Eine „Spezialausgabe“ der Andachtsreihe „Wort und Musik“, die in der Adventszeit an vier Samstagen mehr als 1200 Menschen begeisterte, gab es am Samstag, 6. Januar, in unserer Lambertikirche. In dieser knapp einstündigen Andacht traten noch einmal alle Chöre der Gemeinde auf: die Lambertikantorei, der Gospelchor „Good News“ und der Bläserkreis. Sie präsentierten die Highlights aus ihren Weihnachtsprogrammen, unter anderem Teile aus dem Weihnachtsoratorium von Johann Sebastian Bach, aber auch beschwingte Gospelmusik des 20. Jahrhunderts.

Kurze, meditative Wortbeiträge gestaltete Pastor Peter Schröder-Ellies mit Superintendent Tido Janssen und Pastorin Cathrin Meenken.
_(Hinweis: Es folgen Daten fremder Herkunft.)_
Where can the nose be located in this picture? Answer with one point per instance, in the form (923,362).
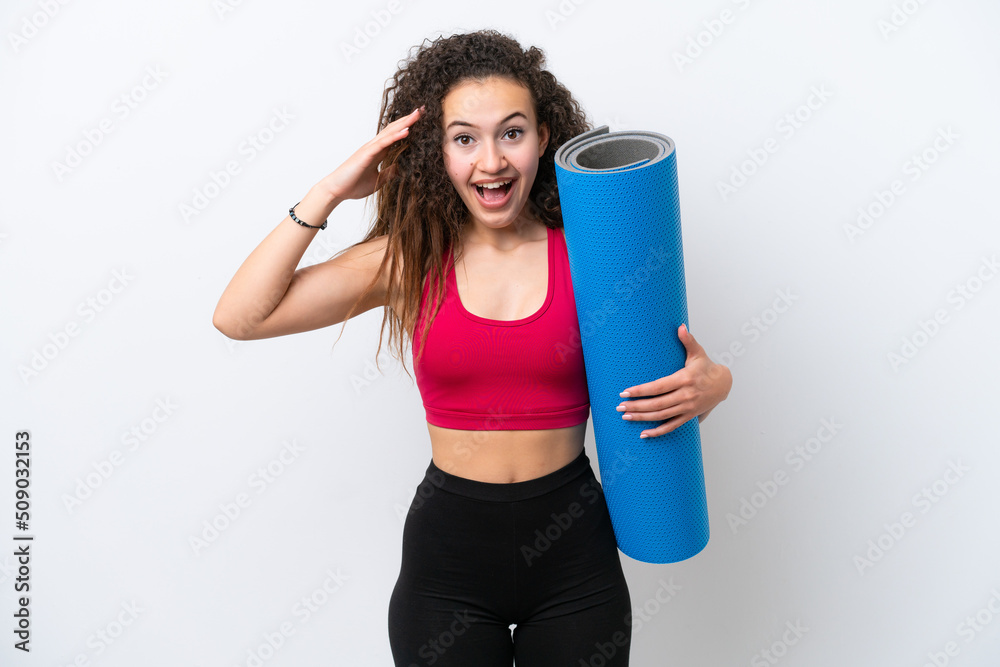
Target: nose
(491,158)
Noch eine Stunde nach der Andacht herrschte immer noch reges Treiben in unserer Kirche. Bei Keksen, Lebkuchenherzen und Glühpunsch mit und ohne Alkohol nutzen viele Besucherinnen und Besucher die Zeit, beste Neujahrswünsche auszutauschen und miteinander ins Gespräch zu kommen.

Dieser stimmungsvolle Gottesdienst am Epiphaniastag, dem Tag der „Heiligen Drei Könige“,  ließ die Weihnachtszeit auf eine schöne Art und Weise ausklingen und war zugleich ein gelungener Start in das neue Jahr.